Perayaan Natal Koptik di Mesir Dihantui Ledakan

REUTERS, CNN Indonesia | Minggu, 06/01/2019 09:08 WIB
Perayaan Natal Koptik di Mesir Dihantui Ledakan Ilustrasi korban ledakan bom. (Istockphoto/Rich Legg)
Jakarta, CNN Indonesia -- Seorang polisi Mesir tewas pada Sabtu (5/1) ketika berusaha menjinakkan sebuah bom yang ditemukan di dekat gereja di pinggiran timur Kairo.
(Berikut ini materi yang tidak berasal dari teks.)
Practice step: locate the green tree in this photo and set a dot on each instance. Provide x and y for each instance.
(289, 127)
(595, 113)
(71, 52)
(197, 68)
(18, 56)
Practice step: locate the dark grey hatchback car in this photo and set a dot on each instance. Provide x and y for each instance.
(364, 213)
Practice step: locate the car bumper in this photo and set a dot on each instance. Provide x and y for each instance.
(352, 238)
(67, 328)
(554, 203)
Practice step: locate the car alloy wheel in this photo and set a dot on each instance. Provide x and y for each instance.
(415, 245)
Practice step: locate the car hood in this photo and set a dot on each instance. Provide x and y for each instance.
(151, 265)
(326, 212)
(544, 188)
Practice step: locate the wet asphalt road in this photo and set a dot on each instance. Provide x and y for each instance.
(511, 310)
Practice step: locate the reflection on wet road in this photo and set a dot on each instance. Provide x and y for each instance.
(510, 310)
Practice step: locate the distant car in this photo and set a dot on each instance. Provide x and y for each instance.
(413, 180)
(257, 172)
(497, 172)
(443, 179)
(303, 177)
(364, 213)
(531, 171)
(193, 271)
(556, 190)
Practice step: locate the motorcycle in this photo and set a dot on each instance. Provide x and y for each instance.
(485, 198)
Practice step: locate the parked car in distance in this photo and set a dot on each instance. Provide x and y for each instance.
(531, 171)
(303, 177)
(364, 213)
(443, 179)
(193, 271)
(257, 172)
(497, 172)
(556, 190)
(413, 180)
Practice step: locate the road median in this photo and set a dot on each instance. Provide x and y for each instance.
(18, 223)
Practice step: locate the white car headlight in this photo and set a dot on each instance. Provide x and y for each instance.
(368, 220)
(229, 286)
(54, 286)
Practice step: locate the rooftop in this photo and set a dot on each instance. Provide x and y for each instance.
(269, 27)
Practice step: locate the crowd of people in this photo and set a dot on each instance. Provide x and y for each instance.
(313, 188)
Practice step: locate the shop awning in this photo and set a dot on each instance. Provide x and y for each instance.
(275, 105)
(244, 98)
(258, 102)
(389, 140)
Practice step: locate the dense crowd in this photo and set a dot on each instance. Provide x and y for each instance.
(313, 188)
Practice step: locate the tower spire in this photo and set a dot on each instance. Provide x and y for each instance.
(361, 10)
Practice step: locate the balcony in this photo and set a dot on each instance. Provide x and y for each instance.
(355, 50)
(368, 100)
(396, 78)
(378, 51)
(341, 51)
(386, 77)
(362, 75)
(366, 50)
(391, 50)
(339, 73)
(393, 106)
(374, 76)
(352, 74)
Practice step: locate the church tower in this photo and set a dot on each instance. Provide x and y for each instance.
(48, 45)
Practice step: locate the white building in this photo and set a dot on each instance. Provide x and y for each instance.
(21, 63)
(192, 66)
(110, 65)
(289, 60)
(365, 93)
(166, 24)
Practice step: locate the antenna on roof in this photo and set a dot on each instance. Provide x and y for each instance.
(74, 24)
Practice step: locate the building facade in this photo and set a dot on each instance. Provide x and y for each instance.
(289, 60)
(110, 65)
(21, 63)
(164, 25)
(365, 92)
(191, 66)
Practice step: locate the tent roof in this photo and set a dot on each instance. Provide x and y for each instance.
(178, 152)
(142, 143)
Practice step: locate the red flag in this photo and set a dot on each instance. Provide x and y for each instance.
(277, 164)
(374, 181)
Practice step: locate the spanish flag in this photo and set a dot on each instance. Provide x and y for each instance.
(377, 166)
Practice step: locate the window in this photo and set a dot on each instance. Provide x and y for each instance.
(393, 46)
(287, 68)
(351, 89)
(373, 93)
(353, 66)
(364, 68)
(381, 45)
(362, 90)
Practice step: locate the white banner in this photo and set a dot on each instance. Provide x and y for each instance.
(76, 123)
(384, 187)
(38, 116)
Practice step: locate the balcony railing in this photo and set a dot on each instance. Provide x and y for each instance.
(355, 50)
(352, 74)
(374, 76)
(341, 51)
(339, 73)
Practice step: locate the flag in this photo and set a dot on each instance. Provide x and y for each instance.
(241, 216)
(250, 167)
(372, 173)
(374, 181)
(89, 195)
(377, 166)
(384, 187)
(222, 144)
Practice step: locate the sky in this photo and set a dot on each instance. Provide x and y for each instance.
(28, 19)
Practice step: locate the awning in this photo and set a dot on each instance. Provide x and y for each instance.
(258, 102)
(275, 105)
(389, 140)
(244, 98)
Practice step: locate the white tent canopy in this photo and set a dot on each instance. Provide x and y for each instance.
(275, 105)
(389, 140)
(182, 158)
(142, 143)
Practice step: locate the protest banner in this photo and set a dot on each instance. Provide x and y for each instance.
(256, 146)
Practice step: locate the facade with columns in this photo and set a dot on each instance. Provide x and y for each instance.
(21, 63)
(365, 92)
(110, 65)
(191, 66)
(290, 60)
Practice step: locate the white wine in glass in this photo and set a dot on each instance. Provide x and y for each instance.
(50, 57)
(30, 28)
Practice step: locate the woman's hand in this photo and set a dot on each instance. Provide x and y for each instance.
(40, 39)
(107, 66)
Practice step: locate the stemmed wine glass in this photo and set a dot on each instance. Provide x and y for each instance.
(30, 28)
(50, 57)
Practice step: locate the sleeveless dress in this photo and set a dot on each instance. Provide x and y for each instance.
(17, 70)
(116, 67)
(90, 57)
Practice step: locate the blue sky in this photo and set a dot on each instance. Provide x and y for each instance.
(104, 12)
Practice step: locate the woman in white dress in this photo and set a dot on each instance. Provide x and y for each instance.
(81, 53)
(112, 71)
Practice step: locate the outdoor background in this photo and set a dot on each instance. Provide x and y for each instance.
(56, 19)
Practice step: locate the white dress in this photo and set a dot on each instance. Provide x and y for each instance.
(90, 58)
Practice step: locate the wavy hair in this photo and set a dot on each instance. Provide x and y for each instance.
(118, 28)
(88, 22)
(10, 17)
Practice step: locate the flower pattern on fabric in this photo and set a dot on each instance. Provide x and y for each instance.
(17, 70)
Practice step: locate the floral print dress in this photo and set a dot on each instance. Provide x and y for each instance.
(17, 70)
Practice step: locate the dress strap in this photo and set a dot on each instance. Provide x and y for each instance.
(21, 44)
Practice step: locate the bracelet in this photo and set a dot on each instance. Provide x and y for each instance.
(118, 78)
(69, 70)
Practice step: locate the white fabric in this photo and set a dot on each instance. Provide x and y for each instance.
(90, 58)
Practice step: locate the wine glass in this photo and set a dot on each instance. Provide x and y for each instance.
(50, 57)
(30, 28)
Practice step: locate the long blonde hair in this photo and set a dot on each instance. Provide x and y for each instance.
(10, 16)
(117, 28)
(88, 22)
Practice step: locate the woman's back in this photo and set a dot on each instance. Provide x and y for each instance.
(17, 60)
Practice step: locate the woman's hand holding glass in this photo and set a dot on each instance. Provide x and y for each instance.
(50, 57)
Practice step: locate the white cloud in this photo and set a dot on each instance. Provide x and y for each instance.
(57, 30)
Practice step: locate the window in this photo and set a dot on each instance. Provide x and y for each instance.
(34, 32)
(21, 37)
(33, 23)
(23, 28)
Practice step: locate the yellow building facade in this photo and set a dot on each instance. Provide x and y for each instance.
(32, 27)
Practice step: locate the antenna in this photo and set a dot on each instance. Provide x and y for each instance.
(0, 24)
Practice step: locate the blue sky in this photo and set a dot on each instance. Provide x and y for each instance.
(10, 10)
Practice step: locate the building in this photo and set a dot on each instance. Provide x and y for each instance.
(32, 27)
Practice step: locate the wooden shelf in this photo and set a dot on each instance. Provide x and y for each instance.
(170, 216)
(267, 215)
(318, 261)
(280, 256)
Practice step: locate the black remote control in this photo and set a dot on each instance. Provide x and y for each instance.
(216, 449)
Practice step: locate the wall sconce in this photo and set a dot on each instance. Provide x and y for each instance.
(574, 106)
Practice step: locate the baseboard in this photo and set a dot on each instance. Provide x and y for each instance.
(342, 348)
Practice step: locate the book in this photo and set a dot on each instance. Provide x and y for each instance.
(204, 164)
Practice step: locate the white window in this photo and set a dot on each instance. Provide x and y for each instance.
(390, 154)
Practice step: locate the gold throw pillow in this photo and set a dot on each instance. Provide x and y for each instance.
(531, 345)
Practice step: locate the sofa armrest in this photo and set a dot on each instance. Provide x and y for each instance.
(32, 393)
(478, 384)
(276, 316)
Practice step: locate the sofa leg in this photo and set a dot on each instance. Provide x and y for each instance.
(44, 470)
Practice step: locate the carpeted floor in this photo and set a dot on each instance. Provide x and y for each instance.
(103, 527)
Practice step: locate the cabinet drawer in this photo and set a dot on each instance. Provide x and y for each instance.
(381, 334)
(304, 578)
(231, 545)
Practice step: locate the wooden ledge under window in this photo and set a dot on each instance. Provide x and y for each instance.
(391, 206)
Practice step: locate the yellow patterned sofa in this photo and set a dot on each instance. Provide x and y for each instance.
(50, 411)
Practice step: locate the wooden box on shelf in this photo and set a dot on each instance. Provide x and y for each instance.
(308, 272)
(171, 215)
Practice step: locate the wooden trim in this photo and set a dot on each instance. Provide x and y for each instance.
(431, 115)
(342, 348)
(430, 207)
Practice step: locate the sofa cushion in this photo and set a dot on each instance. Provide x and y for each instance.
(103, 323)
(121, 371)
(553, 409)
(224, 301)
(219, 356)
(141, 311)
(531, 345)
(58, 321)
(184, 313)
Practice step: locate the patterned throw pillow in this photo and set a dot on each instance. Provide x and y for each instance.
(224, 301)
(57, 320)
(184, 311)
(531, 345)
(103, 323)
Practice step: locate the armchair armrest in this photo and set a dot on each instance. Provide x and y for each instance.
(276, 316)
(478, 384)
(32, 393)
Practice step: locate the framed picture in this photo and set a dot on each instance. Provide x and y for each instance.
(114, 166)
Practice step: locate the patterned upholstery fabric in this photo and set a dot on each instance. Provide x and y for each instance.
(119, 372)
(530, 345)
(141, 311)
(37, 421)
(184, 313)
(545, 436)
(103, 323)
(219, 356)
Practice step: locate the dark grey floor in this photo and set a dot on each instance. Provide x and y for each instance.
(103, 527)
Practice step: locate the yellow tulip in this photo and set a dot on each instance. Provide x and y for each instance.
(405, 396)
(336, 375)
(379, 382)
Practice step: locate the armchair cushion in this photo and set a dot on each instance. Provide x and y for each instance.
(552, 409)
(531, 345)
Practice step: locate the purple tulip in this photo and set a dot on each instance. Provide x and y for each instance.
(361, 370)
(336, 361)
Kejadian nahas ini terjadi kurang dari dua hari sebelum pemeluk Kristen di Mesir merayakan Natal Koptik.

Alat peledak itu merupakan satu dari dua barang mencurigakan dalam tas yang ditemukan di atap bangunan dekat gereja, seperti yang dikutip dari pihak kepolisian dan media setempat.

Dua polisi dan seorang warga ikut terluka dalam ledakan tersebut.


Belum ada pihak yang mengaku bertanggungjawab atas ledakan ini. Pasukan keamanan Mesir telah bertahun-tahun memerangi teroris yang telah menyerang orang Kristen Koptik, turis dan petugas keamanan.

Polisi banyak terlihat di setiap sudut kawasan di Mesir, terutama rumah ibadah, menjelang Tahun Baru dan Natal Koptik yang dirayakan pada 7 Januari.

Pemeluk Koptik, yang merupakan 10 persen dari populasi di Mesir, telah lama mengeluhkan sering mengalami diskriminasi.

Pihak berwenang telah menempatkan penjaga bersenjata di luar gereja dan biara dalam upaya melindungi mereka dari serangan teroris.

Sebelumnya ramai diberitakan pada November, teroris membunuh tujuh orang yang kembali dari membaptis seorang anak di sebuah biara Koptik sekitar 260 km di atas Sungai Nil dari Kairo.